勉強会しませんか
AI Safety東京の勉強会は英語で行ってしまいます。AI Alignment Networkは日本語で勉強会しています。
We meet once a month to discuss a safety-related topic; a paper hot off the presses or a recent advance in policy. Our discussions are pitched at an interested technical layperson. We don’t assume any domain knowledge—our members have diverse academic backgrounds that span computer science, mathematics, physics, law, and philosophy. Our meetings feel like university seminars for the intro-to-safety course that your university doesn’t offer yet.
If you’re interested in joining the benkyoukai, please email someone@aisafety.tokyo.
Scroll down to see some of our previous topics and get an idea of what we cover in our discussions.
Evaluating the World Model Implicit in a Generative Model
Generative models like large language models seem capable of understanding the world, but how well do they really grasp the underlying structure of the tasks they perform? This month, André Röhm will delve into recent research that defines and evaluates a set of "world models" that are based on deterministic finite automata.
Against Almost Every Theory of Impact of Interpretability
The most popular area of AI safety research by far is mechanistic interpretability. Mechanistic interpretability work is tractable, appealing from both a scientific and mathematical perspective, is easy to teach, can be published in regular scientific venues, and requires very little to get started. It’s also… useless?
Technical Research and Talent is Needed for Effective AI Governance
For policymakers to make informed decisions about effective governance of AI, they need reliable and accurate information about AI capabilities, current limitations, and future trajectories. In a recent position paper, Reuel and Soder et al. claim that governments lack this access, often creating regulations that cannot be realized without significant research breakthroughs.
Let’s review the position paper, discuss whether its claims are merited, and ask how we might be able to get more technical people into government.
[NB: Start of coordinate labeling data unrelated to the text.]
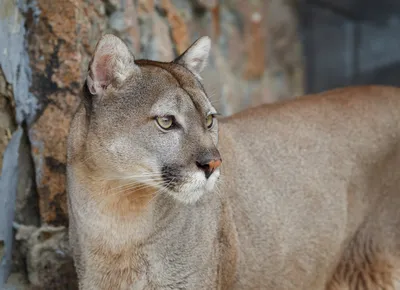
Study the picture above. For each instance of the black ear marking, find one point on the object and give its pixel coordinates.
(87, 99)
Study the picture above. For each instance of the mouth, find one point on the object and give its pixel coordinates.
(188, 188)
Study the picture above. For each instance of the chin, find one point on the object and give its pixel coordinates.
(195, 187)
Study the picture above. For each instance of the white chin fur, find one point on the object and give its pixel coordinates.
(196, 187)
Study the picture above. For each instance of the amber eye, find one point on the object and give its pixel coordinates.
(209, 121)
(165, 122)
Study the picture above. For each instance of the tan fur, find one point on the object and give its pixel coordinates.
(308, 198)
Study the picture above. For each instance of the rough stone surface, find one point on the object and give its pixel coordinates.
(44, 53)
(49, 261)
(8, 193)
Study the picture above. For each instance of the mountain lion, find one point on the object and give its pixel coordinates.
(164, 194)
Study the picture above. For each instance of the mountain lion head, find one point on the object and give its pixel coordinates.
(151, 123)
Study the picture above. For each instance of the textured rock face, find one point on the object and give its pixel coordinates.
(255, 59)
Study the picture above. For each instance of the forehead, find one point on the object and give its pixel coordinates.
(175, 85)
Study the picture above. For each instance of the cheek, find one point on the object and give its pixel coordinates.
(169, 146)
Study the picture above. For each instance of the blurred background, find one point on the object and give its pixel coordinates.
(263, 51)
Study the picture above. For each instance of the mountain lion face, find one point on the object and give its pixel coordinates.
(151, 124)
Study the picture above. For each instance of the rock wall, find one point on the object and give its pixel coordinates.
(45, 46)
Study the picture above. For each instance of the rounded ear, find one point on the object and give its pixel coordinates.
(196, 56)
(111, 63)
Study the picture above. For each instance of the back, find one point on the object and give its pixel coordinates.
(309, 178)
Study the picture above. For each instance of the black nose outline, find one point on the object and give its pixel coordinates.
(208, 162)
AI Alignment with Changing and Influenceable Reward Functions
We know that human preferences change over time. We also know that AIs can change the preferences of their users; famously the Facebook news feed algorithm learned that showing people outrageous posts makes them outraged, which makes them want to see even more outrageous posts.
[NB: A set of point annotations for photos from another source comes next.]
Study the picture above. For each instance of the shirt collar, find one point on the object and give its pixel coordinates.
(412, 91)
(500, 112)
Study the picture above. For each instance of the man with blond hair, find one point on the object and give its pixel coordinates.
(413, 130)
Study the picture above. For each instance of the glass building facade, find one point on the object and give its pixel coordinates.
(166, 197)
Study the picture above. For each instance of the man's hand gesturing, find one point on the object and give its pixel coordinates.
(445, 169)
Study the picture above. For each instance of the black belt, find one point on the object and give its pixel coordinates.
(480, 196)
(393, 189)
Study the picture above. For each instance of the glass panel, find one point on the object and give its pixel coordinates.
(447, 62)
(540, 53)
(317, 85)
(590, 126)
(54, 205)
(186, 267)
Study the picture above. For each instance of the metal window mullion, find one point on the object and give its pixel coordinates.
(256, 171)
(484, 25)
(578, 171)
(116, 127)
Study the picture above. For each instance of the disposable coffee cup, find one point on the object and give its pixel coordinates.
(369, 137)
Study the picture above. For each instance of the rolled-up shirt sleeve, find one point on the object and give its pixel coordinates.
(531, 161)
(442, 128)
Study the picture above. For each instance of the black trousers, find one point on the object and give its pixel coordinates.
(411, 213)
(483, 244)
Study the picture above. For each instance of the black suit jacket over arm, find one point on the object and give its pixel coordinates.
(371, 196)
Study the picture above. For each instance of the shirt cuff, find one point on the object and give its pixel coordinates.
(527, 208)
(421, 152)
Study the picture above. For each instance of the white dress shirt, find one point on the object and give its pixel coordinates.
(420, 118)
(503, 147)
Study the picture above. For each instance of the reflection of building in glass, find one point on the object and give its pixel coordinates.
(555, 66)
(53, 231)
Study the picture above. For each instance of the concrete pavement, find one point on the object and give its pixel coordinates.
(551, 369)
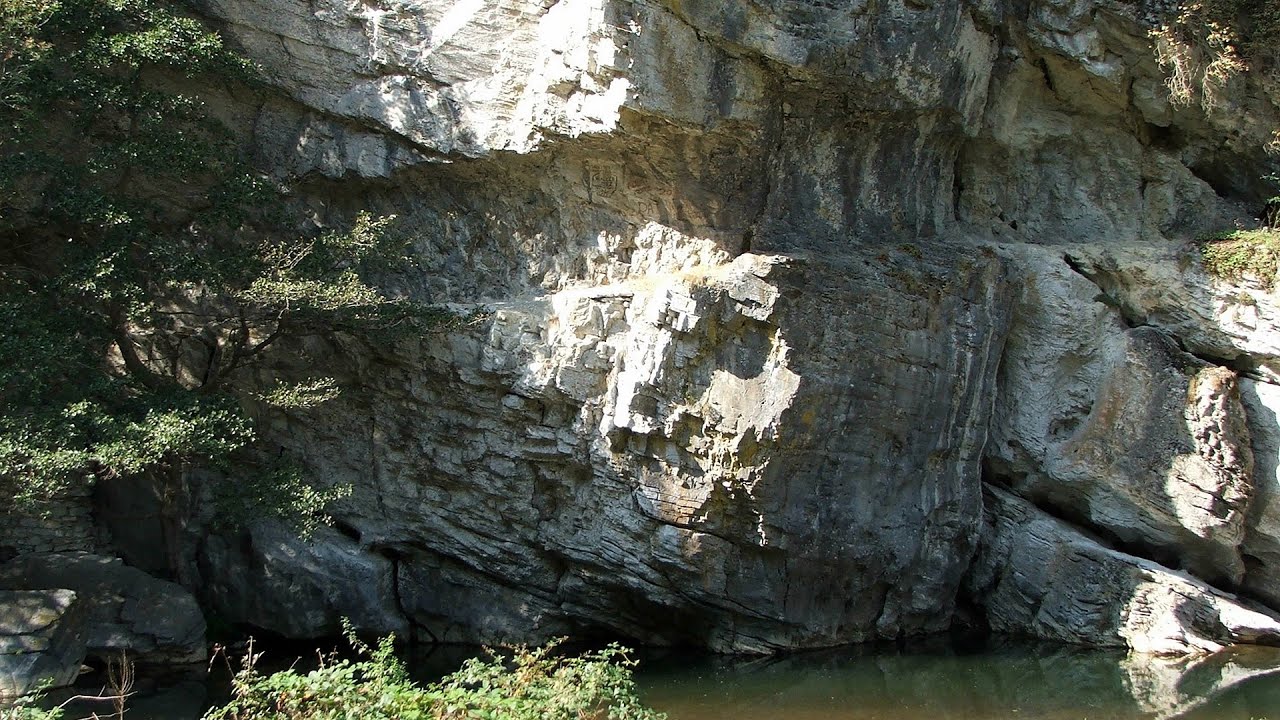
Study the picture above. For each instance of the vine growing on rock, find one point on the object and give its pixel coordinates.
(528, 684)
(144, 264)
(1203, 44)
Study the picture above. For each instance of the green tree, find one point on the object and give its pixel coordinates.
(142, 263)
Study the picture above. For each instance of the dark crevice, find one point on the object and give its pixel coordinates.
(1127, 315)
(1240, 364)
(956, 185)
(1048, 77)
(347, 531)
(772, 167)
(396, 557)
(1079, 523)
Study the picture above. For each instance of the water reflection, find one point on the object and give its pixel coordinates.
(929, 680)
(1002, 679)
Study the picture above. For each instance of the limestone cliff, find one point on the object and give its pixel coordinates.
(777, 290)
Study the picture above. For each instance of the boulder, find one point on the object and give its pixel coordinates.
(1118, 428)
(128, 611)
(41, 639)
(1037, 575)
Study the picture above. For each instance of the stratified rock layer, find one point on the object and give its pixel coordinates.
(750, 269)
(41, 639)
(658, 465)
(128, 611)
(1038, 575)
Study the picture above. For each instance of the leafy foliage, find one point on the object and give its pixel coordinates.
(141, 259)
(529, 684)
(280, 492)
(1242, 254)
(1202, 44)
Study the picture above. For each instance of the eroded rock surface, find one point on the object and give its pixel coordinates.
(1036, 574)
(41, 639)
(128, 611)
(659, 466)
(752, 268)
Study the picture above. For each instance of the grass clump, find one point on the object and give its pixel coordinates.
(526, 684)
(1240, 254)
In this session, we’ll look at an interesting poster from this year’s ICML that tackles the problem in detail, proposing 8 different ways we might want an AI to respect a user's changing preferences and finding all of them lacking, discovering inherent tradeoffs.
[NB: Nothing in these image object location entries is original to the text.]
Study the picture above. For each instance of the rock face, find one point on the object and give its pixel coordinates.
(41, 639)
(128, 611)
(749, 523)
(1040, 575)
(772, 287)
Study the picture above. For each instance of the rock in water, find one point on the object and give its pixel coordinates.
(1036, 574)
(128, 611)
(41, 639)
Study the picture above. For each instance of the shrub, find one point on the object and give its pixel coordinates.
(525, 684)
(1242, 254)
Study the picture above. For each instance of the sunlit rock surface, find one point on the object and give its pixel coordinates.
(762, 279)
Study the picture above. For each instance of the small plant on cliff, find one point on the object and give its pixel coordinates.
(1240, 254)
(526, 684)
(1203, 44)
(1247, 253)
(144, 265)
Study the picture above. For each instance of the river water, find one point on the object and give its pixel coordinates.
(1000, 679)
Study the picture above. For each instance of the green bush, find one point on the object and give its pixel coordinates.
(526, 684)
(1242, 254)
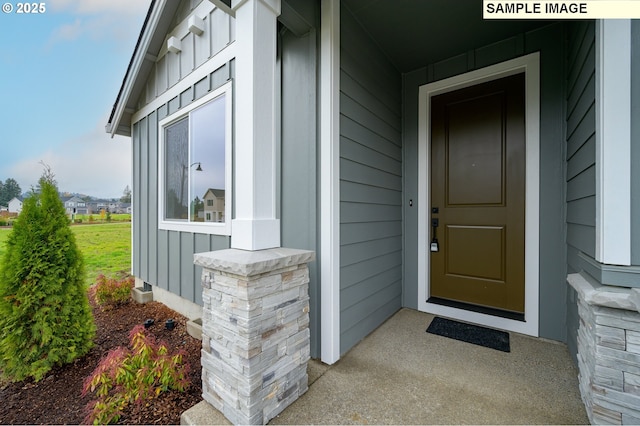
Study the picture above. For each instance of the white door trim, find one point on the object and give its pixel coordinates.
(530, 65)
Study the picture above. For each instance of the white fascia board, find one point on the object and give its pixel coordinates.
(613, 141)
(139, 57)
(330, 181)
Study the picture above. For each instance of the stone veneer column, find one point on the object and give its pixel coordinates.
(608, 351)
(255, 331)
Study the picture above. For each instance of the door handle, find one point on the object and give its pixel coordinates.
(435, 222)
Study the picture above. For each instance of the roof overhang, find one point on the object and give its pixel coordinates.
(156, 25)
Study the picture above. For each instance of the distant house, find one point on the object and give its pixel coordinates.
(75, 205)
(214, 205)
(15, 205)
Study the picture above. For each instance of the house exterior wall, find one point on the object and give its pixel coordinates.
(581, 143)
(552, 270)
(171, 67)
(370, 185)
(581, 157)
(161, 257)
(298, 153)
(635, 142)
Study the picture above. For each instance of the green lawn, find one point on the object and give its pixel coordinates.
(106, 248)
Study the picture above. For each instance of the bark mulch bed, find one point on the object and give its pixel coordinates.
(56, 399)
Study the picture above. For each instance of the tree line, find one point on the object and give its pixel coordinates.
(9, 189)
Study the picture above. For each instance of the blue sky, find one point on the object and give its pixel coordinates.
(60, 72)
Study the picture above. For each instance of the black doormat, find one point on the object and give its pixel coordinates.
(470, 333)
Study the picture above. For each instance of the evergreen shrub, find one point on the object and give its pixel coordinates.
(45, 316)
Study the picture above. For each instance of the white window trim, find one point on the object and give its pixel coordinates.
(613, 141)
(212, 228)
(530, 64)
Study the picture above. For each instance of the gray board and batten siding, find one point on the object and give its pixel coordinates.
(165, 258)
(298, 192)
(547, 40)
(370, 185)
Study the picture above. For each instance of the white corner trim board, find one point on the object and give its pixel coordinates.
(613, 141)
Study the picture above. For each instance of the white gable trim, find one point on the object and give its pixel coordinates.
(530, 65)
(137, 60)
(613, 141)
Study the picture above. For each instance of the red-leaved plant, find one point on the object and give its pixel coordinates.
(111, 292)
(133, 375)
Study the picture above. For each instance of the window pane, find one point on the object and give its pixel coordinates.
(176, 154)
(208, 154)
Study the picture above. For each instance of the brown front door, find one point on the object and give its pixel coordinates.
(478, 195)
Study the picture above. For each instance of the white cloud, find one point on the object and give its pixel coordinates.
(90, 7)
(93, 164)
(99, 19)
(67, 32)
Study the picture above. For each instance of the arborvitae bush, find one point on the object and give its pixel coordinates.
(45, 316)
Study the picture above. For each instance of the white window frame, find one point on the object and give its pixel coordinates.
(212, 228)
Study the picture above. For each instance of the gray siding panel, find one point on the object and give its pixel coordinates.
(136, 220)
(170, 67)
(164, 258)
(583, 185)
(299, 186)
(152, 200)
(187, 268)
(371, 186)
(635, 142)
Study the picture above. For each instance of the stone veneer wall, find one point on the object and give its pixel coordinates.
(255, 331)
(608, 351)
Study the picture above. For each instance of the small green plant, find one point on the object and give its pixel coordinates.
(127, 376)
(111, 292)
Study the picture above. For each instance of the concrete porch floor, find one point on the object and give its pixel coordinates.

Scaling and Evaluating Sparse Autoencoders
For a while, Anthropic let you play with Golden Gate Claude, a version of Claude Sonnet with the “Golden Gate Bridge” feature (34M/31164353) pinned high. The result is a model that bends every conversation unerringly towards the bridge. Pretty compelling!
So why is this significant for safety? Well, if this technique works and we are able to set a model to focus on any one object or idea, then couldn’t we also just set the setting to “be moral” and pat ourselves on the back for a job well done?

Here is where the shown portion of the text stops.